Rude political awakening
LIKE SODIUM IN WATER Hayden Eastwood Loot.co.za (R216) Jonathan Ball
THIS self-study by a Zimbabwean writer – Hayden Eastwood – titled Like Sodium in Water is a most original piece of southern African literature. At first glance such might not appear so: there is a familiar autobiographical pattern of a conventional, in some ways ideal, white African boyhood of the mid 1980s-90s; of a sporty, practical child, happily obsessed with flying model planes and part of a large, initially happy family.
Highly introspective and questioning, amid boyhood pleasures and angsts, Hayden discovers, navigates and rigorously interrogates adolescent pains and the unfolding social environment; not least the growing traumatic complexities of his own family. Hayden is nonchalant and humorous in describing his often draconian, eccentric schooling at a prestigious Harare establishment, where the boys form their own Lord of the Flies-type hierarchies, with staff oblivious to the resultant physical bullying, but quick to cane with abandon.

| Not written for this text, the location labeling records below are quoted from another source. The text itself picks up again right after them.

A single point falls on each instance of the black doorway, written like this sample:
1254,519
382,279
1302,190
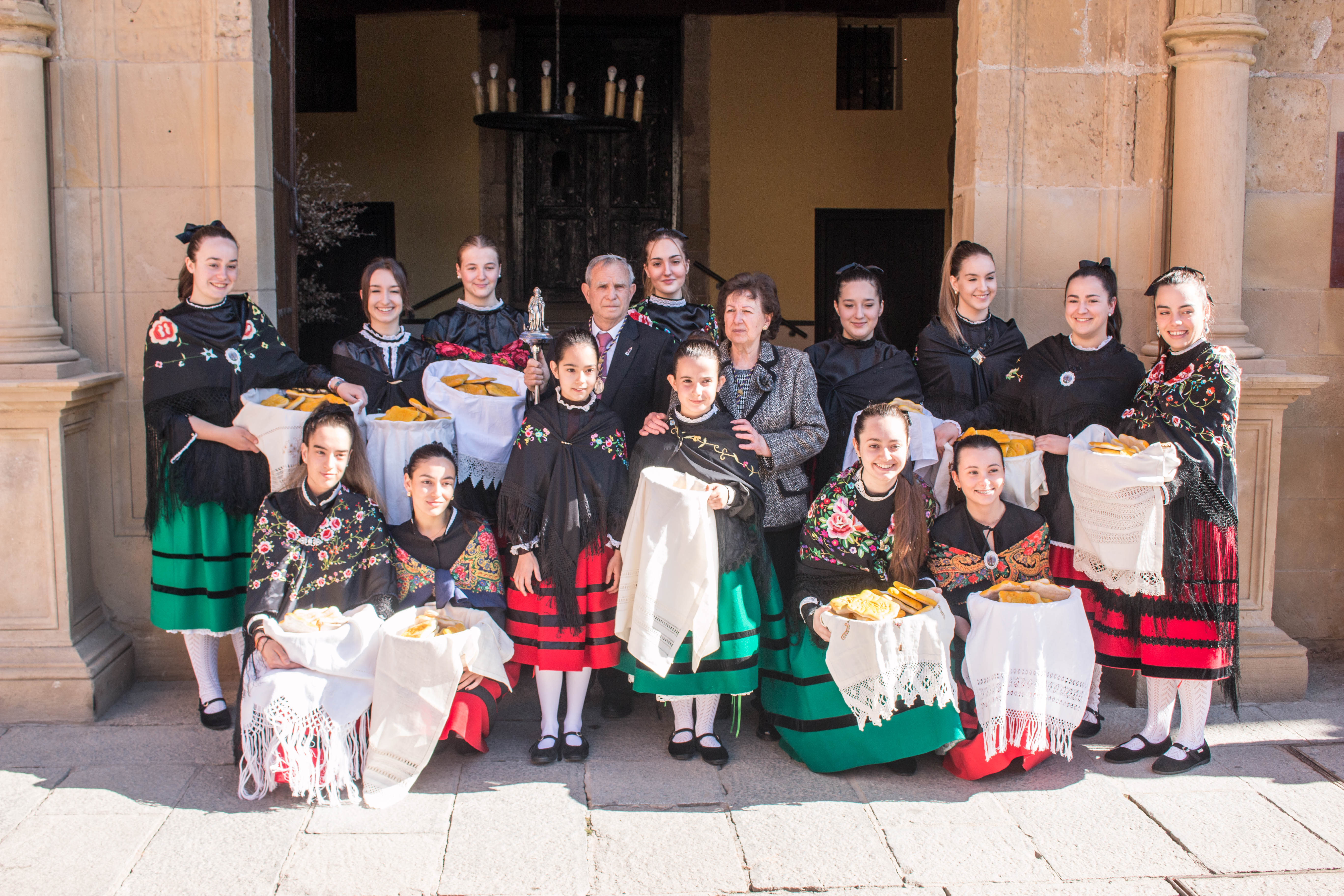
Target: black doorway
904,242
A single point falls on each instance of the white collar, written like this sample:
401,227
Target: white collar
714,409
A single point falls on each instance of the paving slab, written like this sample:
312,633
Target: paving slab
364,866
666,852
535,816
119,790
73,855
1091,831
1267,886
783,851
22,790
1238,832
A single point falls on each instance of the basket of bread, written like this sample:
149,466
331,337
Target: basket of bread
489,395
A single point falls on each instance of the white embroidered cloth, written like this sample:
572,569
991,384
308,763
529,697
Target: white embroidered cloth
279,433
876,664
1119,524
310,723
924,450
670,572
390,444
1025,477
413,694
1030,666
489,422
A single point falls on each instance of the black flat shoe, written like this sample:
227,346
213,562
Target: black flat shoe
1194,759
713,756
1123,756
216,721
1089,729
765,727
573,754
545,756
685,749
904,768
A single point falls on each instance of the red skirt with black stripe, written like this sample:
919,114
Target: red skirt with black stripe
535,628
474,711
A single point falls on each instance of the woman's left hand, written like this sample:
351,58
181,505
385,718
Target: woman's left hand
1053,444
751,438
470,680
355,395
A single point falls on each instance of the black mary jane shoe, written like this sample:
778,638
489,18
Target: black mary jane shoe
545,756
1123,756
904,768
573,754
1194,759
682,749
216,721
1089,729
713,756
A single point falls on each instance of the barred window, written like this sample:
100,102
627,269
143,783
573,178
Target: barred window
869,66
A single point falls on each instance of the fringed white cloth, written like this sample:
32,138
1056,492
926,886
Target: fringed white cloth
670,572
490,422
1025,477
1030,666
1119,527
310,725
881,664
413,694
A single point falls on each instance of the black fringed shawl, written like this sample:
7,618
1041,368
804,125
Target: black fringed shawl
565,487
953,382
710,450
853,375
1060,390
199,362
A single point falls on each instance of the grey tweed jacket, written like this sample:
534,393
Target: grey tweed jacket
780,398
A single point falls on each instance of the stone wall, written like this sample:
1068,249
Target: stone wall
159,115
1296,111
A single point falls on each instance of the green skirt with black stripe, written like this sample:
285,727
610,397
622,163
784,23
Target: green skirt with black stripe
199,575
745,625
816,726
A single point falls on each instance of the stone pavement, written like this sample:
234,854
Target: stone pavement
144,802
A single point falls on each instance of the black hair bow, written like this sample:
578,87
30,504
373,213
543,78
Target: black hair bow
191,229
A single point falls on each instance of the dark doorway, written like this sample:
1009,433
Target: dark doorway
339,271
904,242
589,194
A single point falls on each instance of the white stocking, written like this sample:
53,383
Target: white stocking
1195,696
682,718
576,690
549,684
204,651
706,707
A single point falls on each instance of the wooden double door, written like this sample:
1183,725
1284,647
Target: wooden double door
580,195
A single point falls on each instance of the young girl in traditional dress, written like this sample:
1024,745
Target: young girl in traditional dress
703,444
975,546
384,357
205,476
858,366
562,508
667,297
964,352
1186,639
448,557
869,529
1064,385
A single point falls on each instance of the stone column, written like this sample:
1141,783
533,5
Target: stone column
30,336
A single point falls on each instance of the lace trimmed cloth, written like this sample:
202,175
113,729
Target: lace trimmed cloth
1119,524
878,666
1031,667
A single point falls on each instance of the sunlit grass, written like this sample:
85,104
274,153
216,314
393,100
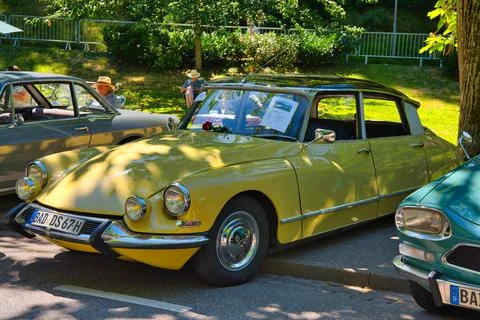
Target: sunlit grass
159,92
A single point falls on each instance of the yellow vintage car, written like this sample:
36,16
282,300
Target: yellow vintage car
254,165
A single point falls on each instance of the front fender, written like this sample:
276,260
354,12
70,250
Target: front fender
60,163
211,190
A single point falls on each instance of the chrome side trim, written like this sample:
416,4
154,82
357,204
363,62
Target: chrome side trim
291,219
341,207
118,236
445,262
411,273
7,190
399,193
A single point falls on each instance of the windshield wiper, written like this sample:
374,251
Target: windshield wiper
274,136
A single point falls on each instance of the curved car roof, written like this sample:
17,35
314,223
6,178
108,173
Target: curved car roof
309,83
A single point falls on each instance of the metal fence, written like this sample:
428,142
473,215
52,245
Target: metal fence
392,45
89,32
41,29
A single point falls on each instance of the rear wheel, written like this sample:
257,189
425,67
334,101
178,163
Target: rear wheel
423,297
238,245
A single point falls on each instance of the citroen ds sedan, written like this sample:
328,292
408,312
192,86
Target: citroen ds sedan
254,165
46,113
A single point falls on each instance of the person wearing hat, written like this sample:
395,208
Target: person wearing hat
105,87
191,86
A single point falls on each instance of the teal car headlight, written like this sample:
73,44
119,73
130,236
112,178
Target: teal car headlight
27,188
135,208
422,221
176,199
38,171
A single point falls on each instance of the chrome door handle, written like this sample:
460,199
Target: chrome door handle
417,145
366,150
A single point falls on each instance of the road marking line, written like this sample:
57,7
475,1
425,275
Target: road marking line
124,298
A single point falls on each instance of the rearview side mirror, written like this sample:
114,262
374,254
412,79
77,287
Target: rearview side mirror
465,141
171,125
325,135
18,120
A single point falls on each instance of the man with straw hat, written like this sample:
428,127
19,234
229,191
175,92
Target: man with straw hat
191,86
105,87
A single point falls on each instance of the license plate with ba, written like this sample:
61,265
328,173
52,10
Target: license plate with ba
58,222
459,295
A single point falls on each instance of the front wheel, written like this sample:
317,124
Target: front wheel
238,244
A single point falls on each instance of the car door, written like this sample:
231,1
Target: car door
398,155
98,116
336,180
45,122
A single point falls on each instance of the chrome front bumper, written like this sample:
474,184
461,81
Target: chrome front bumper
433,281
103,234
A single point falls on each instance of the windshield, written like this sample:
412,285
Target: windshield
253,113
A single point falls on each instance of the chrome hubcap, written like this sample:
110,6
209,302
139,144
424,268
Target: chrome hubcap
237,241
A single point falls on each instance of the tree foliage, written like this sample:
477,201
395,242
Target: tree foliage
459,29
280,13
445,38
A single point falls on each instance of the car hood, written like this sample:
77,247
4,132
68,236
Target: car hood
143,168
459,192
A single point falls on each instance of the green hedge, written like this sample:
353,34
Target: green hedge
166,49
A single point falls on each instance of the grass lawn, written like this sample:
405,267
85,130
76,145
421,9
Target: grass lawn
154,91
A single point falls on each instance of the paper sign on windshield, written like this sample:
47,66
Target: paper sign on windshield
279,113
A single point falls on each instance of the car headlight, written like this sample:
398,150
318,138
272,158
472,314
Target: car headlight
38,171
423,221
27,188
135,208
176,199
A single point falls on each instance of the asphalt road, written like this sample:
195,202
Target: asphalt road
39,280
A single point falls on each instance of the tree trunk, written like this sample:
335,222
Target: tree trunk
198,47
468,34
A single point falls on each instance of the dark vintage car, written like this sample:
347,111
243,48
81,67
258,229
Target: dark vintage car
47,113
254,165
439,231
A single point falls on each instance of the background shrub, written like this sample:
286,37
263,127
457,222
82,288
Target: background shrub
170,49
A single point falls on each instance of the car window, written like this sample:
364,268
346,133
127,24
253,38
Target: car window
87,103
22,98
337,113
5,112
57,94
254,113
45,101
383,117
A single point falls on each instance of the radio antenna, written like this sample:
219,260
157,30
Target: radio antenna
264,65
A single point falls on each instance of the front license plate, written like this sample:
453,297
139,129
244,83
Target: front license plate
458,295
59,222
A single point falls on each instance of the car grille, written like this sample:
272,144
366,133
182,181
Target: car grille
88,227
465,256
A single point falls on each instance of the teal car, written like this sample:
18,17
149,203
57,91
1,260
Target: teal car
439,232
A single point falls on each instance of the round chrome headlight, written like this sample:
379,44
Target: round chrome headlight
176,199
423,222
135,208
38,171
26,188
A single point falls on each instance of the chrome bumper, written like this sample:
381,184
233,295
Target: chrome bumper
104,235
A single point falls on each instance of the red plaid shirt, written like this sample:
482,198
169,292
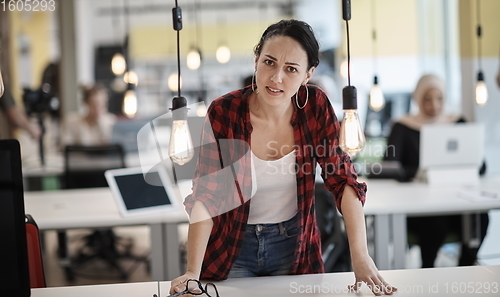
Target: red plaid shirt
223,177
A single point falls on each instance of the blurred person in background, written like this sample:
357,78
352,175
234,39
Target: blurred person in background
95,125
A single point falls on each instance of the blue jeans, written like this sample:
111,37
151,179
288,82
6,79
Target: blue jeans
267,249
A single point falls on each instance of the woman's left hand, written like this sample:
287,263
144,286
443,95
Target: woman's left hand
366,272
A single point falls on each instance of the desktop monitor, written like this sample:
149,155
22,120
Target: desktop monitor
14,271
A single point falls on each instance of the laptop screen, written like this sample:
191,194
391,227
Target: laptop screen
137,193
14,277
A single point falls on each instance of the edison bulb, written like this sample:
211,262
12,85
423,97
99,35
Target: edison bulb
130,77
130,103
352,138
180,149
201,110
173,83
377,100
223,54
118,64
481,93
344,68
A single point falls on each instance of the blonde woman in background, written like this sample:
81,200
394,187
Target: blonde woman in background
95,126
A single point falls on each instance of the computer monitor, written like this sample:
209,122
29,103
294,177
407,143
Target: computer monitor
14,270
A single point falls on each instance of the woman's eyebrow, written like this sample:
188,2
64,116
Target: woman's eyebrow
288,63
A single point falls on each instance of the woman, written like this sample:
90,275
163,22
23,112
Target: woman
403,144
94,127
279,129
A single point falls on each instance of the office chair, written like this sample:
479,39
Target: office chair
335,248
35,261
84,167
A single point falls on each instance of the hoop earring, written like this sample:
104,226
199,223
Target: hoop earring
253,82
297,98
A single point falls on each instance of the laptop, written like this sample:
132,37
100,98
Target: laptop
451,153
445,145
139,194
14,269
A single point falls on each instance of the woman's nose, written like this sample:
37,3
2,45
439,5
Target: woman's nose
277,76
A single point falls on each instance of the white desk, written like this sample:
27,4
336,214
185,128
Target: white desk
411,282
54,164
123,290
391,202
95,208
461,281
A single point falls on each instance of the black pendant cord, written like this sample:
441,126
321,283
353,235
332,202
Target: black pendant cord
178,65
348,55
479,34
374,40
127,36
178,59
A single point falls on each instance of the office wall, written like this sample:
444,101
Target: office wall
32,46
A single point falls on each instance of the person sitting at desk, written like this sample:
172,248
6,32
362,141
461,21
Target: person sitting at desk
94,127
276,122
403,145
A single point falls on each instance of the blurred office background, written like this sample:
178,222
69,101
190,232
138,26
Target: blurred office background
413,37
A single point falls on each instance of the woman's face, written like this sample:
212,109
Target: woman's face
432,103
281,70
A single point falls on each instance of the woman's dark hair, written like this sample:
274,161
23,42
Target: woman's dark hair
298,30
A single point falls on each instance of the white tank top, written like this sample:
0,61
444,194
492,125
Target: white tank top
274,190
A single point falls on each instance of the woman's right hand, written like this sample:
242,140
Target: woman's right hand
179,284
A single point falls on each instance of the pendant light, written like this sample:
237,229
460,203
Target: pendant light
377,100
351,138
118,62
180,148
223,53
193,58
129,107
481,90
2,88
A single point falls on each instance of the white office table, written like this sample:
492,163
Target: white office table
463,281
96,208
391,202
146,289
468,281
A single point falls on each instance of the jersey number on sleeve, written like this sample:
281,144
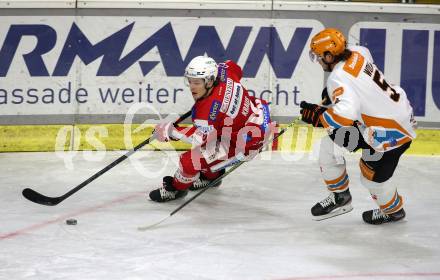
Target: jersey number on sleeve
380,81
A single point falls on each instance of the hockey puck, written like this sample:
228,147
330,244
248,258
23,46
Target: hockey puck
71,222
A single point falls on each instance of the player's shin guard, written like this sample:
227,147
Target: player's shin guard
336,178
387,198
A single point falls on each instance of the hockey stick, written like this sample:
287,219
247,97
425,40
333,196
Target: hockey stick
217,180
37,197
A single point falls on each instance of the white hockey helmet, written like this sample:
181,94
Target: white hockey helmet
203,67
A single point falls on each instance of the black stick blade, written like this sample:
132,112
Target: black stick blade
37,197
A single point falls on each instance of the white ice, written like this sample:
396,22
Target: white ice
257,225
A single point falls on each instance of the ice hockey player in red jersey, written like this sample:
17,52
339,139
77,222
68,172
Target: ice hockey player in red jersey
228,124
363,112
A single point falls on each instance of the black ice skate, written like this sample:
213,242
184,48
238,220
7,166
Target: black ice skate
167,192
335,204
202,182
377,217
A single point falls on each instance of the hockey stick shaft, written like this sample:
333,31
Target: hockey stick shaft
234,167
36,197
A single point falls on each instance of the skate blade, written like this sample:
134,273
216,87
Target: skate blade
340,211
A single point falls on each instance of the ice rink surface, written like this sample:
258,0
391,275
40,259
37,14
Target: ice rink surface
257,225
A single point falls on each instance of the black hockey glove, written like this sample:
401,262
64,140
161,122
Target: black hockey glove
310,113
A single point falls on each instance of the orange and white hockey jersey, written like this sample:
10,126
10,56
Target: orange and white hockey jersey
359,92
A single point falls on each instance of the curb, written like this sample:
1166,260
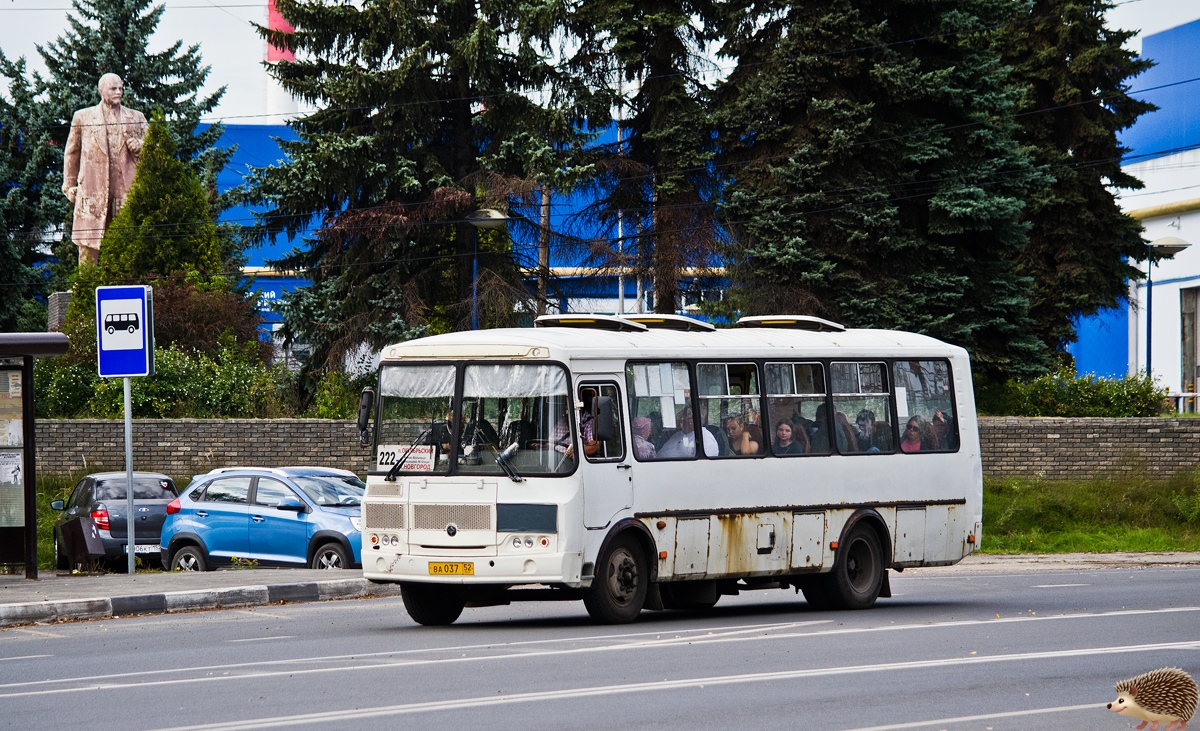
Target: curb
30,612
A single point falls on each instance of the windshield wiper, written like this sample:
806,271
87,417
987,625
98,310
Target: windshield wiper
502,459
395,468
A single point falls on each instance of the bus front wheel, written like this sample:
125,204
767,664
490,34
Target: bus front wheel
857,574
619,587
431,604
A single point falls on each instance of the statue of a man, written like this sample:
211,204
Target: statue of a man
99,165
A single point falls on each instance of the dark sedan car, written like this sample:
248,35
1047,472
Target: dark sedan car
101,498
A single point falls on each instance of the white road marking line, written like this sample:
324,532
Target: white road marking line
226,676
659,641
689,683
263,639
961,719
40,633
1055,586
364,655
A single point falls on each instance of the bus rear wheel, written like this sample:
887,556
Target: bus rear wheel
619,587
430,604
857,574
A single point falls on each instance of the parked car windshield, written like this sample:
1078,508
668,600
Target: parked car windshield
144,489
331,490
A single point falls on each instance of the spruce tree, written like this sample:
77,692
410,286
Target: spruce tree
165,226
660,180
427,111
875,175
105,36
1075,76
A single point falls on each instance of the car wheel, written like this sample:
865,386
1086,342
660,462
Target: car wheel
431,604
189,558
330,556
621,583
61,561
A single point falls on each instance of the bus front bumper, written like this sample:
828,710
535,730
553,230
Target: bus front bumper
533,568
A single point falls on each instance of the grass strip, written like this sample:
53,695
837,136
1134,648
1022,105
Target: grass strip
1128,511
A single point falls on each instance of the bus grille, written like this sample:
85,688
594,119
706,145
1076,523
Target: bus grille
390,490
383,516
466,517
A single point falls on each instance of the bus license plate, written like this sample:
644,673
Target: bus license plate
459,569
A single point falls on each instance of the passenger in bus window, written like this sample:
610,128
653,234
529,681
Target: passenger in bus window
846,439
871,435
790,441
745,436
945,430
642,445
683,442
918,436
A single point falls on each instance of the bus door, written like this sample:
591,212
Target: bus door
606,469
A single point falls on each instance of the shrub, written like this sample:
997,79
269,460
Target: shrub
1063,394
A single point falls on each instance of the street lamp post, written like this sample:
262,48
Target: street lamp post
490,219
1168,246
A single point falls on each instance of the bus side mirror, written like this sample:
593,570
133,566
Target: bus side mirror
604,426
365,405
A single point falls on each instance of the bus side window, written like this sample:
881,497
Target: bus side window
796,409
660,414
925,406
730,408
606,450
862,412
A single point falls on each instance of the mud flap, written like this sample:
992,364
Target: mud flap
653,598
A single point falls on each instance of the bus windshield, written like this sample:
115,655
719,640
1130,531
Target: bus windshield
522,411
511,415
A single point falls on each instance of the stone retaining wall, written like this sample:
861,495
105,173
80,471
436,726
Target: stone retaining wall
1043,448
1083,448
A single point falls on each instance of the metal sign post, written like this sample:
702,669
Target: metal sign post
125,349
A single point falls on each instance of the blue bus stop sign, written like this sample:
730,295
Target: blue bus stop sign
125,331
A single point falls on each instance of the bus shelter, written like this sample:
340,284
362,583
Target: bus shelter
18,450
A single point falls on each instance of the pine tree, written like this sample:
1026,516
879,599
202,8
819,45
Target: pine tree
426,112
660,179
24,149
103,36
1075,73
876,177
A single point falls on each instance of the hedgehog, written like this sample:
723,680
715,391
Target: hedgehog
1167,695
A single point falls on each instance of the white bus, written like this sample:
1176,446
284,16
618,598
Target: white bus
563,462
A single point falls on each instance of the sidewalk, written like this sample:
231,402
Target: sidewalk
59,597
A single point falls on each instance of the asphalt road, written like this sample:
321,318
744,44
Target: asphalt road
987,652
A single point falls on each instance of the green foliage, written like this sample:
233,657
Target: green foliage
102,36
394,183
881,186
1081,246
1065,394
1128,511
165,226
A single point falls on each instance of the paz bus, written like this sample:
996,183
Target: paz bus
651,462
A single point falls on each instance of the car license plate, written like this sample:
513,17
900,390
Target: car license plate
459,569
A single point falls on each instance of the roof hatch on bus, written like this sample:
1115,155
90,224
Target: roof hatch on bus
594,322
671,322
792,322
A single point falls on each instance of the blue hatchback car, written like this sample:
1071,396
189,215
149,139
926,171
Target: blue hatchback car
298,516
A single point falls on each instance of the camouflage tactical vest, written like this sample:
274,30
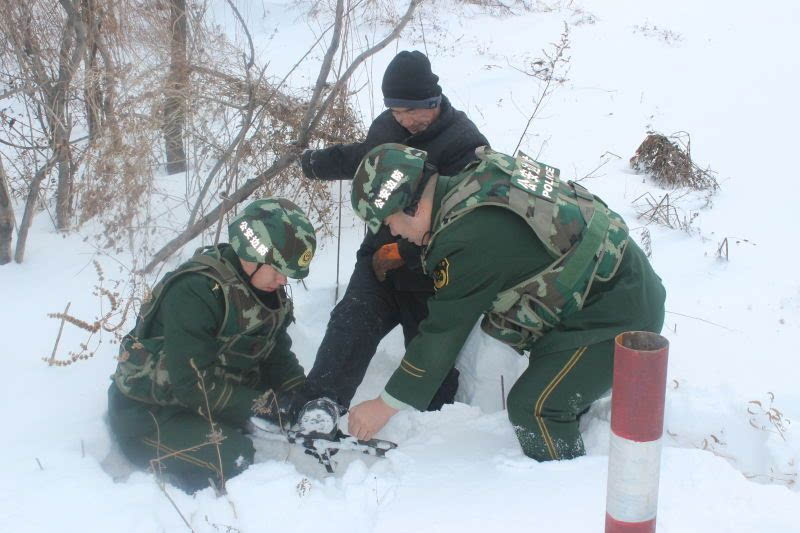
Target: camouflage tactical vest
585,238
245,337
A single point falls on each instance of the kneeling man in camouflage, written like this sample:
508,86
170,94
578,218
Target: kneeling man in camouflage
549,266
210,350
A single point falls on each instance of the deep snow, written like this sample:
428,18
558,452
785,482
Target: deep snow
727,72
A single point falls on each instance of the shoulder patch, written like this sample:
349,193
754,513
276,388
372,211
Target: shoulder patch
536,178
441,274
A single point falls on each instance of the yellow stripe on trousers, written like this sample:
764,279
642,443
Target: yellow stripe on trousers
548,439
178,454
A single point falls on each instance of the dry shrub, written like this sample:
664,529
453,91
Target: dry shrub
669,161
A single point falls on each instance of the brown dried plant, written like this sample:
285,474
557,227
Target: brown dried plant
110,321
668,160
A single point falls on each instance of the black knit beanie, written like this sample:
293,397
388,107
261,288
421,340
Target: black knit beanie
409,82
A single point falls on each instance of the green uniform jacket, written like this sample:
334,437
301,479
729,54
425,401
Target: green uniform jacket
191,313
487,251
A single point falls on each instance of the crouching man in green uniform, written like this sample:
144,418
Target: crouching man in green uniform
549,266
211,345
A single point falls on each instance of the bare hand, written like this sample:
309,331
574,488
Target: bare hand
367,418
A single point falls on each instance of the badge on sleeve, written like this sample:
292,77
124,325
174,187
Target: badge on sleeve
441,274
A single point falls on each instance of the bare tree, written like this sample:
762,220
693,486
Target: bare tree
175,91
6,218
315,111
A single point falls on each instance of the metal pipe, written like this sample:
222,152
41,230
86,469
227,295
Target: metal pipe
637,425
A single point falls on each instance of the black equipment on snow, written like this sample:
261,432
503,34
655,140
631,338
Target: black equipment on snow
317,431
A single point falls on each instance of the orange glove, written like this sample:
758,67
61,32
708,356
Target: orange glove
386,258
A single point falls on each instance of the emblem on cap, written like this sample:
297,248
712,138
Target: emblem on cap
305,259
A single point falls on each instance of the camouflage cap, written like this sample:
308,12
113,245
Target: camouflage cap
386,181
276,232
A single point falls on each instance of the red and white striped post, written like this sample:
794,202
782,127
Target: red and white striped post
637,424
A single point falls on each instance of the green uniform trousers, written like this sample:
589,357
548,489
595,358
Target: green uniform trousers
174,442
546,402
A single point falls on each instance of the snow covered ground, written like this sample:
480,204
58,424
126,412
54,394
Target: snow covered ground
726,72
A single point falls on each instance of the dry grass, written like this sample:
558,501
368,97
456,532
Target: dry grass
668,160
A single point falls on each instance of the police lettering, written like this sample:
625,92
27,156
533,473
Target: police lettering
253,239
388,188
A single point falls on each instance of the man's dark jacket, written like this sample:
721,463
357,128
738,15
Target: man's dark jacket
450,142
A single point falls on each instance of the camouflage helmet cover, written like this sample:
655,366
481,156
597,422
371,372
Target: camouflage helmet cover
386,181
276,232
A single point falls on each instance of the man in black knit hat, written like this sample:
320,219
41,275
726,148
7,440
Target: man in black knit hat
388,287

But this book has another almost unique political theme: that of a highly intelligent youth whose father and to a lesser extent his mother, are (not common among whites in the old Rhodesia) on the political Left. Anthony Eastwood is a lawyer related to Bram Fischer’s wife through marriage, who self-indulgently preaches to his children about his own grossly inflated role in Zimbabwean independence. Anthony Eastwood contemptuously dismisses the outdoor-orientated, conservative and “religiously charismatic” white “Rhodie” community. But such scorn contrasts with a dark reality; his appalling emotional and occasionally physical abuse of his wife; disregard of his own children’s needs; and his enslavement to alcohol and tranquillisers.
The author’s own political awakening comes as he questions these contradictions: A father seemingly immersed in hypocrisy – a champion of a supposed higher morality, yet the cause of such pain within his own home. Ultimately there is a shocking family tragedy resulting in the author finally turning his back, not necessarily on all of his father’s political views, but on Anthony Eastwood’s culpability regarding the chaos and agony inflicted upon those closest to him.
For Hayden to describe all this must have been very difficult; surely where an autobiography gets to its most sensitive core.
Against these grim events is the omnipresent macro-background of the Zimbabwean state becoming more dysfunctional and tyrannical. Like Peter Goodwin’s books, this one also examines post-independence white Zim society. When work by such writers become setworks in SA schools and universities, our own society will be politically maturing. This is a must-read.